Bei einem Kredit, egal in welcher Form man diesen in Anspruch nimmt, gibt es stets zwei Hauptkomponenten. Das sind zum einen die Zinsen, die man für das überlassene Kapital zahlen muss und zum anderen muss man den Kreditbetrag als solchen natürlich auch an den Kreditgeber zurück zahlen, was als Tilgung bezeichnet wird. Vom Grundsatz her kann die Tilgung auf verschiedene Arten bzw. zu unterschiedlichen Zeitpunkten vorgenommen werden. Bei den Ratenkrediten ist es zum Beispiel so, dass die Tilgung in Form der Kreditraten monatlich in gleich bleibender Höhe erfolgt. Es findet hier allerdings keine Verrechnung der Tilgung statt, der Kreditnehmer zahlt also die Zinsen stets auf der Grundlage des Darlehensbetrages, den er anfänglich erhalten hat.
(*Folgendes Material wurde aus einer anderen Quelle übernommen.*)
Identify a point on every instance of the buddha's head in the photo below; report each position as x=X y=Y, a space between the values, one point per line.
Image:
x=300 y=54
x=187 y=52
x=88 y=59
Etwas anders ist die Vorgehensweise bezüglich der Tilgung bei den Hypothekendarlehen. Hier gibt es zwei Varianten, einmal das Annuitätendarlehen mit regelmäßiger Tilgung und auf der anderen Seite das endfällige Darlehen. Beim Hypothekendarlehen erfolgt die Tilgung ebenfalls regelmäßig in Form der monatlichen Darlehnsraten, es findet hier jedoch in Abständen eine Verrechnung der Tilgung statt. Beim endfälligen Darlehen, welches ebenfalls öfter im Rahmen einer Immobilienfinanzierung genutzt wird, wird die Tilgung hingegen ausgesetzt. Die Tilgung, also die Rückzahlung des gesamten Kreditbetrages, wird in diesem Fall am Ende der Laufzeit vorgenommen. Insofern wird auch hier keine Tilgung zuvor verrechnet. Neben der geplanten Tilgung eines Darlehens gibt es auch noch außerplanmäßige Tilgungen, die auch als Sondertilgung bezeichnet werden. Diese außerplanmäßige Tilgung muss ebenfalls mit dem Kreditgeber abgesprochen werden (falls die Möglichkeit nicht zuvor ohnehin vereinbart wurde), weil sich durch die Sondertilgung entweder die Restlaufzeit des Darlehens verkürzt oder die Ratenhöhe sich reduziert.